When I feel confused, agitated or irritated, I know it is because I am only seeing the choppy surface waters of reality’s deep ocean. In other words, the choppy waters are merely reflections of my own internal biased emotional state. To regain balance, I must retreat. Chapter 56 points the way, Subdue its sharpness, untie its tangles, Soften its brightness, be the same as dust…This is called profound sameness.
Okay, I’ll stop beating around the Taoist point-of-view bush for now. It is time to heed chapter 44’s advice… Knowing when to stop, never dangerous. Then you can long endure.
(1) Looking over the last 70 years, it is apparent that I’ve always failed to see the point of anything whenever I really got down to it. I never truly bought into the cultural story my parents, schooling, or general American culture attempted to instill in me. At age 20, I set off to explore the world, yet 15 years and continents of countries later I still found no point. I gather that this innate quirk in my nature continually drives me to look deeper in pursuit of the point—any point! That is a very inefficient way to go about life. It is like rediscovering the wheel repeatedly. On the other hand, this inability to take anything for granted helps insure that I will always end up seeing outside every cultural box.
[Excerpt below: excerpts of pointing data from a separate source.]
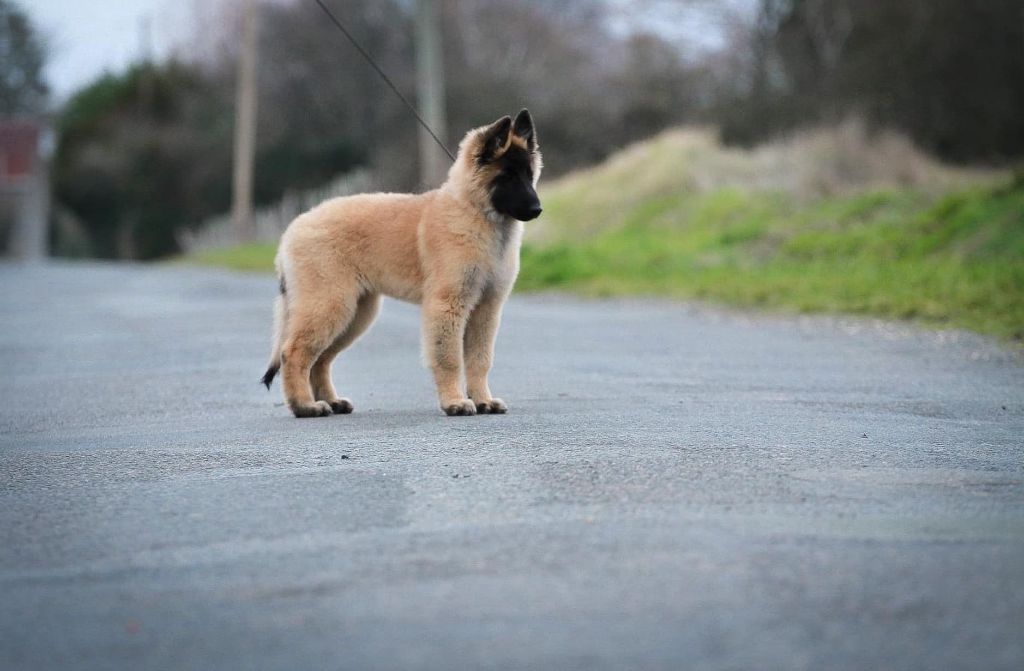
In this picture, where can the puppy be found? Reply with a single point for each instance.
(454, 250)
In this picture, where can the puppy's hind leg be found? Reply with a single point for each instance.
(320, 376)
(313, 326)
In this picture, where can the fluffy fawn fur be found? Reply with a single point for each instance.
(454, 250)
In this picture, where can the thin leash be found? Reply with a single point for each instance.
(387, 80)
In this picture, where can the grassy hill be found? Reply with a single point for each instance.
(828, 221)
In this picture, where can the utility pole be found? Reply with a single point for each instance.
(245, 128)
(430, 92)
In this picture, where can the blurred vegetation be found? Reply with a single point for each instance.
(23, 53)
(936, 245)
(933, 244)
(144, 155)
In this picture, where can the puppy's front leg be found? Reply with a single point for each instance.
(480, 333)
(444, 317)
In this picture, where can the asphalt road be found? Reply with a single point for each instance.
(675, 487)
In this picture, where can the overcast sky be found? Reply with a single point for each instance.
(88, 37)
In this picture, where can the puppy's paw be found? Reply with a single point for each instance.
(464, 407)
(493, 407)
(315, 409)
(341, 406)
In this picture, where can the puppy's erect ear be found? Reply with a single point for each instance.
(496, 138)
(523, 127)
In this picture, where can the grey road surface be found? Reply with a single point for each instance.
(675, 488)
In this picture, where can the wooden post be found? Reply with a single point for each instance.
(430, 92)
(245, 128)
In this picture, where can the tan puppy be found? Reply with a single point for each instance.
(454, 250)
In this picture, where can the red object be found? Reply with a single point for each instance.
(18, 149)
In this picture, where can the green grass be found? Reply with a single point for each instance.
(254, 257)
(952, 260)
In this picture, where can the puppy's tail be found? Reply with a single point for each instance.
(280, 325)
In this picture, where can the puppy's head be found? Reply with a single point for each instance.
(500, 165)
This ‘what’s the point’ personality trait of mine really hit home when my brother died. He was 18 and I was 22 at the time. Up until then, death was just an abstraction without a ‘point’; I never had any personal experience with it. Suddenly, death was real; still, what was the point? Why life? Why death? Why? No cultural story could answer that sufficiently for me, so I looked deeper and deeper, day after day for months on end. Finally, I reached the resolution I was looking for. Put simply, life and death are the same thing, or as chapter 2 says, Hence existence and nothing give birth to one another. The aphorism “two sides of the same coin” is about right too, especially when you emphasize the “same coin” aspect. Again, as chapter 56 notes, This is called profound sameness.